Does Google miss these escapees? Of course, in addition to others who have migrated from the company to new AI startups. (Pichai reminded me, when I asked him about the transformer departures, that industry darling OpenAI also has seen defections: “The AI area is very, very dynamic,” he said.) But Google can boast that it created an environment that supported the pursuit of unconventional ideas. “In a lot of ways Google has been way ahead—they invested in the right minds and created the environment where we could explore and push the envelope,” Parmar says. “It’s not crazy that it took time to adopt it. Google had so much more at stake.”

Without that environment: no transformer. Not only were the authors all Google employees, they also worked out of the same offices. Hallway encounters and overheard lunch conversations led to big moments. The group is also culturally diverse. Six of the eight authors were born outside the United States; the other two are children of two green-card-carrying Germans who were temporarily in California and a first-generation American whose family had fled persecution, respectively.

Uszkoreit, speaking from his office in Berlin, says that innovation is all about the right conditions. “It’s getting people who are super excited about something who are at the right point in their life,” he says. “If you have that and have fun while you do it, and you’re working on the right problems—and you’re lucky—the magic happens.”

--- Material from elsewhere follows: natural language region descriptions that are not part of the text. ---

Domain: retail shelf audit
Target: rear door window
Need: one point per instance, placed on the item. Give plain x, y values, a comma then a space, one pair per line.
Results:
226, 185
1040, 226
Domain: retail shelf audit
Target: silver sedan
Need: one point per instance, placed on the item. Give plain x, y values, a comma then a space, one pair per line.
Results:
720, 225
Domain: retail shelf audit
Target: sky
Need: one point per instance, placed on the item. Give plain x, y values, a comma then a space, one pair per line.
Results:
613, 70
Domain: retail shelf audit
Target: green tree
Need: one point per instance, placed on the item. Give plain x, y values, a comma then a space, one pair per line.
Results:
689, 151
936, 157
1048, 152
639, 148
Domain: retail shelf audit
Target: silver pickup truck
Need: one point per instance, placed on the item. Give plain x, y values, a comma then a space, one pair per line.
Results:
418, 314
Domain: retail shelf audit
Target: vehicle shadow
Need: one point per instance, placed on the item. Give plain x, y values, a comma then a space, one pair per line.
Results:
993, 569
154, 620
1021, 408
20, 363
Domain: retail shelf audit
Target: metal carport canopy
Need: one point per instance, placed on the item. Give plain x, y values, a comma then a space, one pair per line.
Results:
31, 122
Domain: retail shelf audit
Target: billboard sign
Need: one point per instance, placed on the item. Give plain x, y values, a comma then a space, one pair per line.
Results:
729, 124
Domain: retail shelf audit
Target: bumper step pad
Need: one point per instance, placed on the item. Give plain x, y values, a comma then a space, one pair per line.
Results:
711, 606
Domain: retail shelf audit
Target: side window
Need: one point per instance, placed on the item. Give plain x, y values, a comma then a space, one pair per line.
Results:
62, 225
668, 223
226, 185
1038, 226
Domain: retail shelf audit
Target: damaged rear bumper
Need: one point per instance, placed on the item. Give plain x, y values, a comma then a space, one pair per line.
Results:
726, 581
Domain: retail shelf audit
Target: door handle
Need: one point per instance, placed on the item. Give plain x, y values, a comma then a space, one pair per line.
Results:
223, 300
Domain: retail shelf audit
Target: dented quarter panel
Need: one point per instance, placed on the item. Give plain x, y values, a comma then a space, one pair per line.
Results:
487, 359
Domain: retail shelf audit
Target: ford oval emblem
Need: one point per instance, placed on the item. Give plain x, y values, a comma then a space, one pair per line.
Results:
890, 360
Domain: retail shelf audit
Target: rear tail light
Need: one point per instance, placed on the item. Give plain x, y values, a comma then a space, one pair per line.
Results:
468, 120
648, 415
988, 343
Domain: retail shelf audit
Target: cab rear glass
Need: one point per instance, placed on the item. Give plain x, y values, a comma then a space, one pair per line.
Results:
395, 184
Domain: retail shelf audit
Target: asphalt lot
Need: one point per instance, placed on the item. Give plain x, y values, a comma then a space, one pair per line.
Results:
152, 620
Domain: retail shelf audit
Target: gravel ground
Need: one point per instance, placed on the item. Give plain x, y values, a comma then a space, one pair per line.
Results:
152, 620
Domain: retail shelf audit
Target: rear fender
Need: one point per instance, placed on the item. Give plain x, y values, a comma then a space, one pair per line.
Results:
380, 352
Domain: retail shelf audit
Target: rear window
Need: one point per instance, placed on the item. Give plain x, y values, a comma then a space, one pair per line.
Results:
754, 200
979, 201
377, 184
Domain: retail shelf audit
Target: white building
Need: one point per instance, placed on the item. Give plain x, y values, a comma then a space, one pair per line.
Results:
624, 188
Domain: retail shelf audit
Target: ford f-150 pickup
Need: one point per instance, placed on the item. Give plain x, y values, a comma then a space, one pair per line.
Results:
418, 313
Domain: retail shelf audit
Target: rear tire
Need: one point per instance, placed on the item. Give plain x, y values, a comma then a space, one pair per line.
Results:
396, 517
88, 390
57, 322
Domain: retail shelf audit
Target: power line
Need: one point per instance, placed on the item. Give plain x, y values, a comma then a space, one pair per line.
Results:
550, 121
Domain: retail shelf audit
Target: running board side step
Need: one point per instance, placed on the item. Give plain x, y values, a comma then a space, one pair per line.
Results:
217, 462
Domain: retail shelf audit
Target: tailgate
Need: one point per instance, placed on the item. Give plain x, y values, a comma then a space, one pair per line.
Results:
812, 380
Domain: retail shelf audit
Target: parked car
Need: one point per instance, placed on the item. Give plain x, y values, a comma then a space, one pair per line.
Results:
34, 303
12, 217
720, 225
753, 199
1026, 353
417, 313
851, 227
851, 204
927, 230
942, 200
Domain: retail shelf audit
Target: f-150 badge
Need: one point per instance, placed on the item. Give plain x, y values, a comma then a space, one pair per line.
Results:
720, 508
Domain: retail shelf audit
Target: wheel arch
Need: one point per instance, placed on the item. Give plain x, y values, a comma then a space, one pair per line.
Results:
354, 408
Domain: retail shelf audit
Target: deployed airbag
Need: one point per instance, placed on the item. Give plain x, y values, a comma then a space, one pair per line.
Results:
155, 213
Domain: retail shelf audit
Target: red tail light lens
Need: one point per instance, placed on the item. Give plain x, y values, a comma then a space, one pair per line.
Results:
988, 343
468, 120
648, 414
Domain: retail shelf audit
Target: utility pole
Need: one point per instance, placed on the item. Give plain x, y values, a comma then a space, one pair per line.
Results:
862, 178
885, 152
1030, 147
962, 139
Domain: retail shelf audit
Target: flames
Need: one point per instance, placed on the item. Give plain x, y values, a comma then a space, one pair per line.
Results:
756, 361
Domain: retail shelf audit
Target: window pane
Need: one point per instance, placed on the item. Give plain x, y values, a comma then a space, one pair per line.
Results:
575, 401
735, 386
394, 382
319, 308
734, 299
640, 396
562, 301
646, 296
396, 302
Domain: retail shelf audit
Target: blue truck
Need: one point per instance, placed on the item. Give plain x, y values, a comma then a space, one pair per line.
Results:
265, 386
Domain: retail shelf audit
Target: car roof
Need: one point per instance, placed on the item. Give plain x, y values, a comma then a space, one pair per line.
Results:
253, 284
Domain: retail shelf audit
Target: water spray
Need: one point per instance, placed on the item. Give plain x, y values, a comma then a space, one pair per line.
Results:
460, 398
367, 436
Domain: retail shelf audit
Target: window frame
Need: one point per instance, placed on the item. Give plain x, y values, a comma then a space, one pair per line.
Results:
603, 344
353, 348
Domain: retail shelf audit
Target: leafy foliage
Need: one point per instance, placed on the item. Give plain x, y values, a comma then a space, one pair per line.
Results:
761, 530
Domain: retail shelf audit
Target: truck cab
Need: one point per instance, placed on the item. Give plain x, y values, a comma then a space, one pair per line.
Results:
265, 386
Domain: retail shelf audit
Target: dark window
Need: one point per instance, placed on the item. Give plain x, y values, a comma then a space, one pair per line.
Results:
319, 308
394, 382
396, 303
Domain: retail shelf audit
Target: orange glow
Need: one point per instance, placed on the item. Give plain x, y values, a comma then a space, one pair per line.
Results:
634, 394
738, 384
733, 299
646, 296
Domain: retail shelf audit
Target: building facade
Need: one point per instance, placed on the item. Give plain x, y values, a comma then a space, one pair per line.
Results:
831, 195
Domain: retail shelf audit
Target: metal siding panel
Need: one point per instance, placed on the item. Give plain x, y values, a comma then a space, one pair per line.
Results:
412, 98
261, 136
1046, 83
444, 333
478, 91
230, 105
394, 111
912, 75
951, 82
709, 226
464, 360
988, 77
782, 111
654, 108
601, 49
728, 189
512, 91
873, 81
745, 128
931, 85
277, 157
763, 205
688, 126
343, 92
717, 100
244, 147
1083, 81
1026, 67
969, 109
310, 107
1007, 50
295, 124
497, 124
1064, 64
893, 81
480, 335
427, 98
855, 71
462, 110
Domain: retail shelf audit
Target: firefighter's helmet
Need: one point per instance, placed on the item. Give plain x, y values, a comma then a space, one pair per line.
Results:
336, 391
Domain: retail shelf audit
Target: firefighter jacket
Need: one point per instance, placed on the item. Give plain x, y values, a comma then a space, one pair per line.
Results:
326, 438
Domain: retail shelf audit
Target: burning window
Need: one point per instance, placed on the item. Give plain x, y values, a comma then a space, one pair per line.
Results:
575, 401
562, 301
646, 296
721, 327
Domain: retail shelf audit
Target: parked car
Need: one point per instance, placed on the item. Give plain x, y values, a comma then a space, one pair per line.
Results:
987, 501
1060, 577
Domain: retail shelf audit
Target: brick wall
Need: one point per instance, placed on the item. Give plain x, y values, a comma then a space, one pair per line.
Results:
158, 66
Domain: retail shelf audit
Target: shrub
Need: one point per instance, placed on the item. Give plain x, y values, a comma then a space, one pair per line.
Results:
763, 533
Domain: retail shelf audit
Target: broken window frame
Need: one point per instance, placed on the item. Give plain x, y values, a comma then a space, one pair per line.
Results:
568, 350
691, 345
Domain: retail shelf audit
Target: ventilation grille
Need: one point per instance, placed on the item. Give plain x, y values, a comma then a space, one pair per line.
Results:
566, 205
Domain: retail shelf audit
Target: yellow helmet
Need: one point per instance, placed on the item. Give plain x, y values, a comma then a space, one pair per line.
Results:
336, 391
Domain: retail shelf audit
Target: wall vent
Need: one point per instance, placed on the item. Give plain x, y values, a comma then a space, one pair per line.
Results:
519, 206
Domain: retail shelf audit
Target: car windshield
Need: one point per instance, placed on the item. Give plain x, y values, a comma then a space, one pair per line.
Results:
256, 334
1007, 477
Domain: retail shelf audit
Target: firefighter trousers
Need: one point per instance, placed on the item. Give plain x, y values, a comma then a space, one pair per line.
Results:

Something magical also happened between Uszkoreit and his famous father. After all those dinner table debates, Hans Uszkoreit, his son reports, has now cofounded a company that is building large language models. Using transformers, of course.

Let us know what you think about this article. Submit a letter to the editor at [email protected] . Updated March 21, 2024, 10 pm EDT: This article was updated to correct the spelling of Alec Radford's name.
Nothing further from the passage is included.